Bu ‘süreçten’ çıkardığım dersleri paylaşmak isterim:
1. New Yorker’da okuduğum bir makaleye göre ‘aşıya güvensizlik’
sadece bizim mazlum halkımıza ait değil. ABD’de de vaktiyle tıpkı
bizimki gibi bir sağlık bakanı ‘Aşı olun’ dediği ve sonrasında bin
kadar insan öldüğü için Amerikan halkı da aşıdan hazzetmezmiş. Ve
fakat makaleye göre, aşıdan ölmek diye bir şey yok. Dolayısıyla
olmak gerekiyor. Nedir? Ben bakana inanmam, New Yorker’a inanırım.
Şu da var: Sağlık konusunda siyasilere duyduğum güvensizliğin son
derece sağlam dayanakları var. Nihayetinde bu memlekette
radyasyonlu çayları lıkır lıkır içip “Bak bana bir şey olmuyor”
diyen bakanlar yüzünden Karadeniz’de binlerce insan kanser oldu,
öldü.
2. Domuz gribi olmanın en kötü yanı nedir?
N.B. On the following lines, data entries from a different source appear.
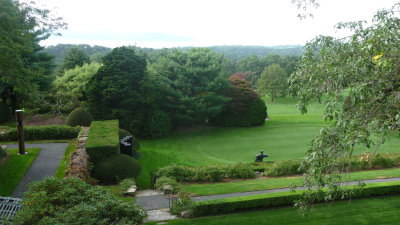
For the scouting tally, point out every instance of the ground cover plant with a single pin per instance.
(14, 169)
(378, 210)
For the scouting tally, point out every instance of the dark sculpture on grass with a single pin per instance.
(261, 156)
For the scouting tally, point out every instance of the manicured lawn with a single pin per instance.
(280, 140)
(60, 173)
(381, 210)
(285, 136)
(14, 169)
(272, 183)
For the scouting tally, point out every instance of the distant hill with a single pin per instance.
(234, 52)
(60, 50)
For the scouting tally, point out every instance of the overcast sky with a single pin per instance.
(173, 23)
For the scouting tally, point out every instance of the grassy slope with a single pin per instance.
(383, 210)
(272, 183)
(14, 169)
(285, 136)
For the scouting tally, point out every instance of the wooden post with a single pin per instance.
(20, 132)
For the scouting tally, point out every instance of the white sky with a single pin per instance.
(173, 23)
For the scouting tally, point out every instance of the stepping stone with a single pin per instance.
(159, 215)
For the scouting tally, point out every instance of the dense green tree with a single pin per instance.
(360, 80)
(193, 84)
(245, 107)
(273, 82)
(75, 57)
(24, 70)
(114, 91)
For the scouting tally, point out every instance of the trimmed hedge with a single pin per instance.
(274, 169)
(113, 169)
(103, 140)
(53, 132)
(228, 205)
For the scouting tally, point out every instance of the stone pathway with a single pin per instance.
(44, 165)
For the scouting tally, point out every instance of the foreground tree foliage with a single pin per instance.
(24, 70)
(72, 201)
(360, 80)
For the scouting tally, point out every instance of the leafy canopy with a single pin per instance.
(360, 80)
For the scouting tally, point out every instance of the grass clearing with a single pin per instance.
(380, 210)
(14, 169)
(62, 167)
(273, 183)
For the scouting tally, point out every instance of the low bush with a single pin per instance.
(103, 140)
(135, 142)
(229, 205)
(5, 112)
(53, 132)
(116, 168)
(79, 117)
(284, 168)
(72, 201)
(163, 181)
(125, 184)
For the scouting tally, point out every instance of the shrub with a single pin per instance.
(158, 125)
(284, 168)
(229, 205)
(116, 168)
(162, 181)
(5, 112)
(135, 142)
(125, 184)
(55, 132)
(72, 201)
(79, 117)
(103, 140)
(241, 170)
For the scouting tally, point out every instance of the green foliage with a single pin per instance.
(51, 132)
(229, 205)
(79, 117)
(75, 57)
(207, 173)
(359, 77)
(135, 142)
(5, 113)
(115, 168)
(273, 82)
(103, 140)
(125, 184)
(245, 108)
(114, 91)
(158, 125)
(162, 181)
(72, 201)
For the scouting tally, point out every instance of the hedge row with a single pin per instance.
(103, 140)
(207, 173)
(53, 132)
(274, 169)
(228, 205)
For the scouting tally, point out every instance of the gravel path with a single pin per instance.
(209, 197)
(44, 165)
(159, 201)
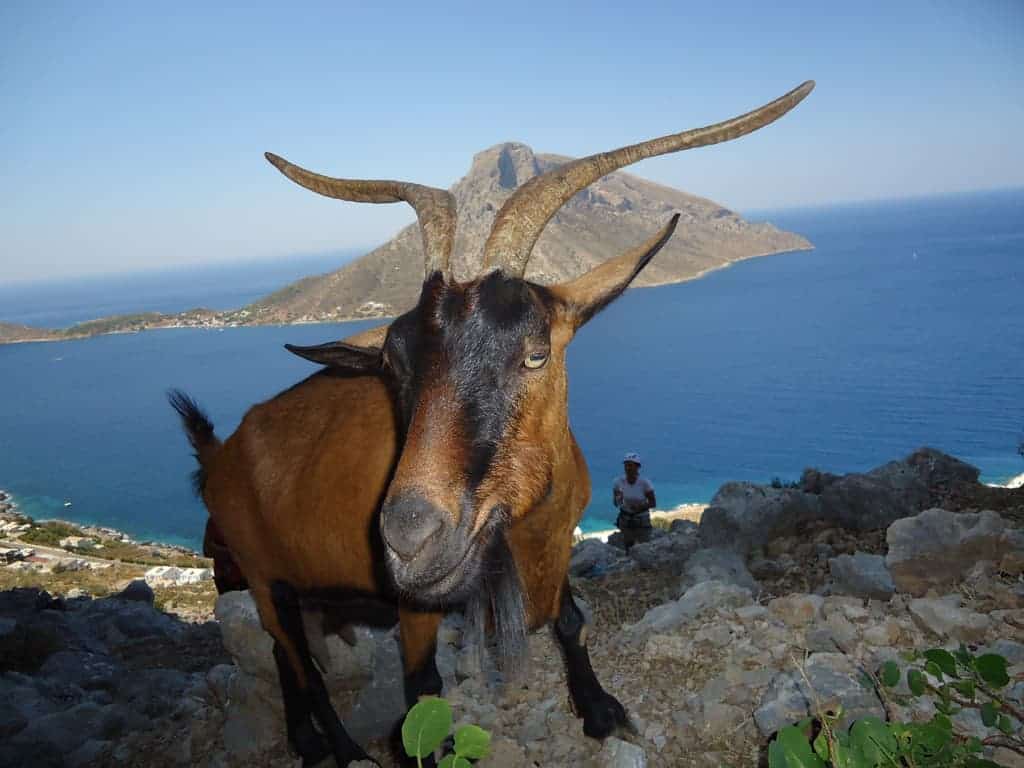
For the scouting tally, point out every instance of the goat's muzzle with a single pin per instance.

Açıklıyorum: Televizyon
izlemek zorunda kalmak. Kitap, dergi okunamıyor zira gözlük
takılamıyor, göz sulanıyor vesaire. Dolayısıyla Türkiye
televizyonlarına maruz kaldım son 48 saattir. Sonuç? Kendini,
Batılı, çağdaş diye niteleyen TV’lerde ‘Hoppala yârim yaz geldi’
yayıncılık anlayışı hâkimken İslami televizyonlarda ha baba de baba
doktrinasyon yapılıyor. Mehtap TV’de ‘ateizmden’ kanser gibi
bahseden bir program gördüm, kanım dondu. Sunucu “Nasıl kurtuldunuz
bu dertten?” diyor, canını ateizmden zor kurtarmış konuk cevap
veriyor:
“Üç rüya gördüm!”
Komedi programı olmasını dilediğim ama olmayan onlarca program
gördüm. Ürktüm. ‘Çağdaş’ kanallardan da korktum. Tahlil mecalime
kavuştuğumda yazacağım bu konuyu.
3. Ben genellikle hastalıktan sıkıldığım için iyileşirim. Bu
sebeple iki gecedir gördüğüm kâbusları sevgiyle kucaklıyorum.
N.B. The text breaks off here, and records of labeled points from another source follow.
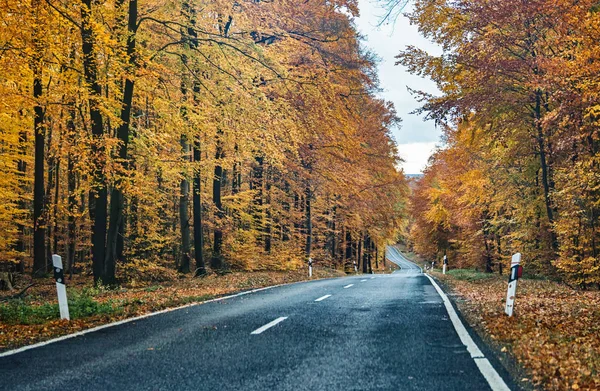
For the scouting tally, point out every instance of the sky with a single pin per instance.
(416, 138)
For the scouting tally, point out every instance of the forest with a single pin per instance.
(519, 106)
(202, 136)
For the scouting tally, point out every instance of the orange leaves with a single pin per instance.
(555, 333)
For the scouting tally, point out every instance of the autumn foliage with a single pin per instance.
(200, 135)
(519, 101)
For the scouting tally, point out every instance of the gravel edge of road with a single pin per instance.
(506, 365)
(111, 323)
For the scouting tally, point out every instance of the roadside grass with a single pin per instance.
(470, 275)
(81, 305)
(35, 317)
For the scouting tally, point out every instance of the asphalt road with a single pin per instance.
(381, 332)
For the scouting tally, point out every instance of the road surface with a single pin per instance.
(380, 332)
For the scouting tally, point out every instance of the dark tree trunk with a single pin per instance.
(198, 229)
(39, 230)
(22, 169)
(98, 210)
(184, 218)
(71, 183)
(51, 171)
(268, 216)
(216, 261)
(546, 181)
(366, 258)
(359, 262)
(308, 218)
(349, 253)
(257, 184)
(114, 242)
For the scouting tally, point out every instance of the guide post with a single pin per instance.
(515, 273)
(61, 288)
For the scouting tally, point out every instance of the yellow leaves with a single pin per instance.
(554, 333)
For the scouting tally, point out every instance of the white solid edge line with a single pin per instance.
(323, 298)
(268, 325)
(487, 370)
(120, 322)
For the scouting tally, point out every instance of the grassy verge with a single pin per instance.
(554, 334)
(35, 317)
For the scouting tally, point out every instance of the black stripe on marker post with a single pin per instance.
(59, 275)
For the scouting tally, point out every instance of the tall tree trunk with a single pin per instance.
(349, 247)
(216, 261)
(268, 217)
(366, 245)
(546, 181)
(198, 229)
(308, 218)
(117, 201)
(71, 183)
(39, 231)
(257, 184)
(184, 218)
(98, 210)
(22, 169)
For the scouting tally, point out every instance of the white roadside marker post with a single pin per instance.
(61, 289)
(515, 273)
(445, 264)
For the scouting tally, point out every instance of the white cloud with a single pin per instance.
(415, 156)
(387, 41)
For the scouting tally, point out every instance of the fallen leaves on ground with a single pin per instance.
(554, 333)
(135, 301)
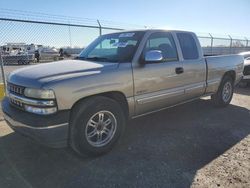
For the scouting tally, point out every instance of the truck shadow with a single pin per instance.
(243, 91)
(165, 149)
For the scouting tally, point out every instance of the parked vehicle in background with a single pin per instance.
(85, 103)
(20, 58)
(246, 71)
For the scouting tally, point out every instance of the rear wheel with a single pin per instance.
(224, 94)
(96, 125)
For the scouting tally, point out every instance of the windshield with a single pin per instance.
(116, 47)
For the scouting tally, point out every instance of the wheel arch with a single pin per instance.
(118, 96)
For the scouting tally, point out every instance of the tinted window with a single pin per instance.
(163, 42)
(188, 46)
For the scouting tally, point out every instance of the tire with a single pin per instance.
(84, 133)
(224, 94)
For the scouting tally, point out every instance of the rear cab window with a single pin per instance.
(188, 46)
(163, 42)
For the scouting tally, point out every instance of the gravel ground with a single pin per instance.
(193, 145)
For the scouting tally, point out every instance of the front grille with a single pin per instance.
(246, 70)
(16, 103)
(15, 89)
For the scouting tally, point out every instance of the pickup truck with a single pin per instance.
(85, 103)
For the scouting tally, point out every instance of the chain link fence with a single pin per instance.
(28, 37)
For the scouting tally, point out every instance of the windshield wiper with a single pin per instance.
(97, 58)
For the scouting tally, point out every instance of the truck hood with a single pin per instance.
(37, 75)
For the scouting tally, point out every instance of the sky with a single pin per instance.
(202, 16)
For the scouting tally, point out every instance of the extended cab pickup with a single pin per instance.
(84, 103)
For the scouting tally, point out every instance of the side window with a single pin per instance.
(188, 46)
(163, 42)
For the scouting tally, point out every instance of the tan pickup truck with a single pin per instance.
(85, 103)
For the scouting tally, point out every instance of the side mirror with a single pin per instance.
(153, 56)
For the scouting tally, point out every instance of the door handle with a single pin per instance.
(179, 70)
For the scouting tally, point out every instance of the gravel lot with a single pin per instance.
(190, 145)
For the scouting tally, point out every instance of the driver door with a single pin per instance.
(158, 84)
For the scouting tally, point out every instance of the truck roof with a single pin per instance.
(155, 30)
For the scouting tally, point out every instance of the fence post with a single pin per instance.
(231, 43)
(246, 42)
(3, 75)
(212, 41)
(100, 27)
(70, 40)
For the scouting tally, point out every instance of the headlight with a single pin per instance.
(39, 93)
(41, 111)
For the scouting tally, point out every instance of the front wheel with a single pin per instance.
(224, 94)
(96, 125)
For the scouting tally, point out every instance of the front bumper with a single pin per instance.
(50, 130)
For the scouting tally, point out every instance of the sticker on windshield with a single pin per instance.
(124, 35)
(120, 44)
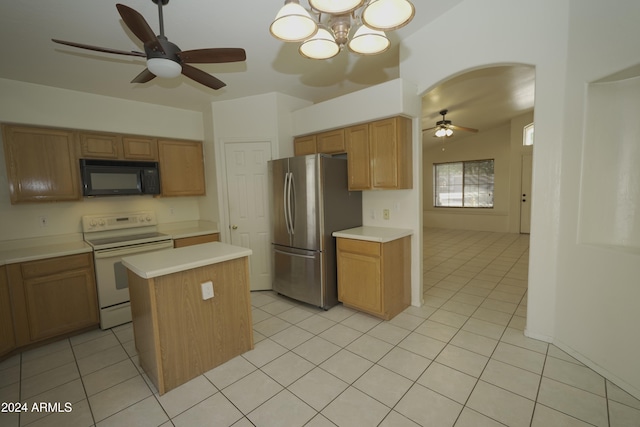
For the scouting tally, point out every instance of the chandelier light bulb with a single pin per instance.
(386, 15)
(367, 41)
(321, 46)
(293, 23)
(335, 7)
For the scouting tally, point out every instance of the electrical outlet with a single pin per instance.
(207, 290)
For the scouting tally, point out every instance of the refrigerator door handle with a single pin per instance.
(295, 255)
(285, 201)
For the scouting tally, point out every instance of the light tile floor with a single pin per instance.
(461, 359)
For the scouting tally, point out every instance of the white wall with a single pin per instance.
(492, 144)
(598, 290)
(258, 118)
(45, 106)
(582, 298)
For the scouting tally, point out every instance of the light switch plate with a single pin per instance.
(207, 290)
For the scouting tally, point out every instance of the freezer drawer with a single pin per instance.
(298, 274)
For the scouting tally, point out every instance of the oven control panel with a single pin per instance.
(92, 223)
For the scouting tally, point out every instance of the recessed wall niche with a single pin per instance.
(610, 187)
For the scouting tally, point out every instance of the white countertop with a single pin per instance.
(179, 230)
(373, 234)
(23, 250)
(161, 263)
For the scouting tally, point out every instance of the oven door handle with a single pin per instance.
(130, 250)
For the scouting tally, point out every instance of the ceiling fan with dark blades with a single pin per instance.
(444, 127)
(165, 59)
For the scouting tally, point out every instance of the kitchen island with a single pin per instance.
(191, 310)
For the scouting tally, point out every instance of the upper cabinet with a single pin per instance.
(41, 164)
(181, 168)
(93, 145)
(390, 154)
(331, 142)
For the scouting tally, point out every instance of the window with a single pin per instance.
(463, 184)
(527, 135)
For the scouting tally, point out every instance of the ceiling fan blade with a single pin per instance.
(210, 56)
(100, 49)
(455, 127)
(138, 26)
(144, 76)
(201, 77)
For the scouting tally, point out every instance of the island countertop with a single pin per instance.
(161, 263)
(373, 234)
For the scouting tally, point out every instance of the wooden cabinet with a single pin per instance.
(331, 142)
(196, 240)
(304, 145)
(375, 277)
(386, 163)
(181, 168)
(94, 145)
(7, 336)
(53, 297)
(41, 164)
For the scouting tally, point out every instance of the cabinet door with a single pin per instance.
(358, 158)
(60, 303)
(41, 164)
(139, 148)
(331, 142)
(359, 275)
(304, 145)
(181, 168)
(100, 146)
(390, 142)
(7, 335)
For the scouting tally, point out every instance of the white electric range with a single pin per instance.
(114, 236)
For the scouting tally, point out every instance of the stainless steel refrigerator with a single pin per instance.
(309, 201)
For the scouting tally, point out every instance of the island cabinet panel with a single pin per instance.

Yakında beni hastalıktan bezdirirler. Birinci rüyada sevgili Ahmet
İnsel bir çorap fabrikasında ‘artı değer’ kavramını anlatıyordu.
İzleyenler arasında soykırımcı El Beşir de vardı. Ve görüntüler
manga çizimleri olarak akıyordu! “Manga karakteri olmuşum,
ağlayanım yok” diye bir içlen, bir içlen! Bir de Diyarbakır
Cezaevi’ni gördüm. Duvarda “Türkçe konuş! Çok konuş!” yerine “Bunu
da açıklıkla ortaya koymak lazım” yazıyordu. Başbakan’ın en çok
kullandığı sözlerden biri biliyorsunuz.
4. Domuz gribinde en kritik konu, organizasyon. Belli saatlerle
tavuk suyu çorba, greyfurt suyu, ilaç, yemek vesaire getireniniz
olması gerekiyor. Yani bireysel değil, kolektif bir çaba olması
lazım. ‘Kolektif’ demişken, bu hastalığı da solculuktan kaptım
korkarım. Zira ilk hapşırığım İstanbul Üniversitesi öğrencilerine
yağmur altında destek verirken gelmişti. Hatırlıyorum.
5. Domuz gribi kafası olabilir, ilaçlara duyduğum genel güvensizlik
olabilir, ama ne zaman azıcık iyileşsem bunun greyfurt suyundan
olduğunu düşünüyorum. Dayan yoldaş! Dayan greyfurda!
Huzurlarınızdan çekiliyor, yatağıma dönüyorum.